I have a confusion in determining big-O, in my book there is an example
Show that $$ 7x^2 = O(x^3)$$
they solved it like this $$x>1\\x^3>x^2\\so, f(7x^2)=O(x^3)$$
and in another example:
Give a big-O estimate for$$ f (x) = (x + 1)\cdot log(x^2 + 1) + 3x^2 $$ here they considered $f(3x^2)=O(x^2)$
Why we didn't use $O(x^3)$ here?
I like to think of Big-$O$ notation in terms of limits. Look at this:
In essence we are just saying that the limit as we go to infinity is bounded, and so $g(n)$ has the same or greater asymtotic growth as $f(n)$ does (in this specific sense). In particular, we have that $$\lim_{x \to \infty} \frac{7x^2}{x^3} = 0$$ Thus, we have that $7x^2 \in \mathrm{o}(x^3)$, which is even stronger than $7x^2 \in \mathrm{O}(x^3)$.

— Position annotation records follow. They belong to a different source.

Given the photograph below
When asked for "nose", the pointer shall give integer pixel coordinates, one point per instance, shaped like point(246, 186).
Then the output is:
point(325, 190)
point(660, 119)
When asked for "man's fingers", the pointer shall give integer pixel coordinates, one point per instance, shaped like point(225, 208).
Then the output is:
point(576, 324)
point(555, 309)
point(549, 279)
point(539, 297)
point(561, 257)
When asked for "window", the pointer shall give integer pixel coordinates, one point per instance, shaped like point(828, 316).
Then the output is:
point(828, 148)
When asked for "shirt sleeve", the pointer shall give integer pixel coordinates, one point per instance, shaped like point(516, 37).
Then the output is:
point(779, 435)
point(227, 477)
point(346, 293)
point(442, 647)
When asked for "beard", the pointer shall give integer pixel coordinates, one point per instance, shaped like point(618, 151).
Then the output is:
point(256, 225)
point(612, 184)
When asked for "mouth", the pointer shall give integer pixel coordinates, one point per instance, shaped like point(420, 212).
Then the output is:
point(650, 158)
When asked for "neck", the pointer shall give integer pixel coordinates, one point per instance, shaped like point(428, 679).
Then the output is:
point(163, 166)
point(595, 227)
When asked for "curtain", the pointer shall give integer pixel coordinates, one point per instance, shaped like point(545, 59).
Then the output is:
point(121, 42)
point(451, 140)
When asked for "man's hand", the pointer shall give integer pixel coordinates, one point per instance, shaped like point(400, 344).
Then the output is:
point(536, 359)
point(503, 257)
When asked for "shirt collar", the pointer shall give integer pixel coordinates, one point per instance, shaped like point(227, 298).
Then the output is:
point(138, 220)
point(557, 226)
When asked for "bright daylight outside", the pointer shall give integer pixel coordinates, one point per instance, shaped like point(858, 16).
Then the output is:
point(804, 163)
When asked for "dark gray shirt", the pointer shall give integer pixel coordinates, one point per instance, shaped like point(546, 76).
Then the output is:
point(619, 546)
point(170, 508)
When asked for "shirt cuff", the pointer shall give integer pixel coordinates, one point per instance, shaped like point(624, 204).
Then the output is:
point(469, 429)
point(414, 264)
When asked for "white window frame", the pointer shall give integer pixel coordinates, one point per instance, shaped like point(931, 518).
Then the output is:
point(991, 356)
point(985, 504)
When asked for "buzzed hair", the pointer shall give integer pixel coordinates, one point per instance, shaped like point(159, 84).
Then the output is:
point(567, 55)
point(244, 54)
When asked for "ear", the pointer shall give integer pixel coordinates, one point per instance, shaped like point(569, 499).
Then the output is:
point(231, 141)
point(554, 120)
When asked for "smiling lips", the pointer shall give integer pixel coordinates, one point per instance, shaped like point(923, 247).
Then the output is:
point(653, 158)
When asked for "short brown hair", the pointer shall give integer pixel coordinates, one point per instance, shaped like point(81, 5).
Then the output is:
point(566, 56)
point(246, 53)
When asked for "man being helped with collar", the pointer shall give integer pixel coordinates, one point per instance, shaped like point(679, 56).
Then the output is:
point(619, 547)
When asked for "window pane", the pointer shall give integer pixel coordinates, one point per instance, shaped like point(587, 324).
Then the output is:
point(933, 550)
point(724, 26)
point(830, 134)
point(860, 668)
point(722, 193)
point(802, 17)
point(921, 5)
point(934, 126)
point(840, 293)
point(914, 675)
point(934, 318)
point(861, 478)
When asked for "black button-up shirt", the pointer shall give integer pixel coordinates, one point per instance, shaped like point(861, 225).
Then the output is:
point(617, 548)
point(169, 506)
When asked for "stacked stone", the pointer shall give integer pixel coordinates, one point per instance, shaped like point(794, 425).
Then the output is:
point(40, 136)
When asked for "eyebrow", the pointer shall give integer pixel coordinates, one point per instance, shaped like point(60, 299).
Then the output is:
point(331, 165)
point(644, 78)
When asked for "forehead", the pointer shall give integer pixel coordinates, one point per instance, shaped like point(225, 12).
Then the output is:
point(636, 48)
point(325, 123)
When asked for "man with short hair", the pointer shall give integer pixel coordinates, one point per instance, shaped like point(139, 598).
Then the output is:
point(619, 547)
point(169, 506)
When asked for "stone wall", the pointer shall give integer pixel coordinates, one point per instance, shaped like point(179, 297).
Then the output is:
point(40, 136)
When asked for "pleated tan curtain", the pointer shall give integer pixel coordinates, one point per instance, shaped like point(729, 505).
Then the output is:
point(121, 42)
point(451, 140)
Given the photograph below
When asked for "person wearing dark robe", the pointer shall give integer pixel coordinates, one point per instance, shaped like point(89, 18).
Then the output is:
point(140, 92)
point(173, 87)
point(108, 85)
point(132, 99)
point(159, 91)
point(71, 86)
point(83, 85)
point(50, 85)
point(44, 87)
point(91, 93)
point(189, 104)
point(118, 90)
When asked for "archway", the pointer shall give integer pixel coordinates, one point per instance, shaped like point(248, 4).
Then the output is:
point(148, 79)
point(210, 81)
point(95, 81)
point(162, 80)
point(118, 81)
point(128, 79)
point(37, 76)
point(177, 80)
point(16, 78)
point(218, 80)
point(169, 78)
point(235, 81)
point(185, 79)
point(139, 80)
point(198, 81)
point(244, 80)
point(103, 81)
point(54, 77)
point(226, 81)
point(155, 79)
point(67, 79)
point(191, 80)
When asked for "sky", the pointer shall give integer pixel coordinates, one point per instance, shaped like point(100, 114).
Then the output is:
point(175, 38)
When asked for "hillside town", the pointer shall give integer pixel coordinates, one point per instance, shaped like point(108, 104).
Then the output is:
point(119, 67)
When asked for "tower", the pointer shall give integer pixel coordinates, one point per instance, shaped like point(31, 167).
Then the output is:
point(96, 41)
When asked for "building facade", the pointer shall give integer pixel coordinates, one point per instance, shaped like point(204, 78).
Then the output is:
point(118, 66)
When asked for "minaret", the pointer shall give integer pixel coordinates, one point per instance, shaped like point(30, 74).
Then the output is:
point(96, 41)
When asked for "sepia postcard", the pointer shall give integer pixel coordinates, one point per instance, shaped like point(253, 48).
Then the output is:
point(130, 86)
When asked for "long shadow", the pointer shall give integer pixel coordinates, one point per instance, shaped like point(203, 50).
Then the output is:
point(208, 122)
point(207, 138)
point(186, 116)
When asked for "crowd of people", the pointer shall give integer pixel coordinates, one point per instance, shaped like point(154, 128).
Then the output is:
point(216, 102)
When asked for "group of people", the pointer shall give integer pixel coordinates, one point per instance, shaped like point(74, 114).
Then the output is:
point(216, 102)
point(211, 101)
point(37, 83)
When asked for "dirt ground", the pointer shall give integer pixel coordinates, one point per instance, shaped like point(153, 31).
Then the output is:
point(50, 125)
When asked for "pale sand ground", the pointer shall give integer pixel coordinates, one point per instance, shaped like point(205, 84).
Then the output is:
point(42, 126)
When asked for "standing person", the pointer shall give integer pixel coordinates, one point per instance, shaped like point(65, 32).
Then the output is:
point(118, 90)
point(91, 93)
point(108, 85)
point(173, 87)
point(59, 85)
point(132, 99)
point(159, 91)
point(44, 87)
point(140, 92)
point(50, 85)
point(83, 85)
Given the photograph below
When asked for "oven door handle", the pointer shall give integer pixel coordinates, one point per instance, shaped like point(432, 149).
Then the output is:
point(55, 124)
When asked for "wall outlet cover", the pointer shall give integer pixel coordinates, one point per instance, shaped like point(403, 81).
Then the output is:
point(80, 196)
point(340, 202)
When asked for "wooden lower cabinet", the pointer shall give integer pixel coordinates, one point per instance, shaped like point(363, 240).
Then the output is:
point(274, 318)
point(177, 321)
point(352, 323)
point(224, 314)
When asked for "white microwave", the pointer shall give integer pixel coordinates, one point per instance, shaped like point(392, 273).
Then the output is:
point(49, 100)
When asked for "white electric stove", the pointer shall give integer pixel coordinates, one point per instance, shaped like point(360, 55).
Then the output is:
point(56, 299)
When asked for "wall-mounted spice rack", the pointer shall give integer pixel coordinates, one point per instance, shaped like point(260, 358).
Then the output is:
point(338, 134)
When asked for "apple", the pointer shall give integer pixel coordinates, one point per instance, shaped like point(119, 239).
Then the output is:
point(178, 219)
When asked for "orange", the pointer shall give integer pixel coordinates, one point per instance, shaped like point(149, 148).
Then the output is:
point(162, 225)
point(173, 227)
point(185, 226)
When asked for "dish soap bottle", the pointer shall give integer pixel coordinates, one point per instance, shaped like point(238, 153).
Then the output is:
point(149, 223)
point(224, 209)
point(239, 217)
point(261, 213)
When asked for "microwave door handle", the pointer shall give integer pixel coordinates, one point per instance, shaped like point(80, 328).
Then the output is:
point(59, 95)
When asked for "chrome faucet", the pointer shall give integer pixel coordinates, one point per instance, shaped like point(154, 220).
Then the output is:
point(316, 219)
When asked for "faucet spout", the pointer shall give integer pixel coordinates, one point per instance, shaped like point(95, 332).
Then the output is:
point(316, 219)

In your second example we have that $$\lim_{x \to \infty} \frac{(x+1)\log(x^2+1)+3x^2}{x^2}$$ $$=\lim_{x \to \infty} \frac{(x+1)\log(x^2+1)}{x^2}+\lim_{x \to \infty} \frac{3x^2}{x^2}$$
The first limit yields $0$ by L'Hopital and the second clearly evaluate to $3$, so we have a finite limit, and thus $$\color{red}{(x+1)\log(x^2+1)+3x^2 \in \mathrm{O}(x^2)}$$
Rules you should know for Big-$O$ notation are that constants are irrelevant and you can ignore all terms in $f(n)$ except the fastest growing one. Also, the limits above should really be Limits Superior and Limits Inferior, but that might be a bit above your level.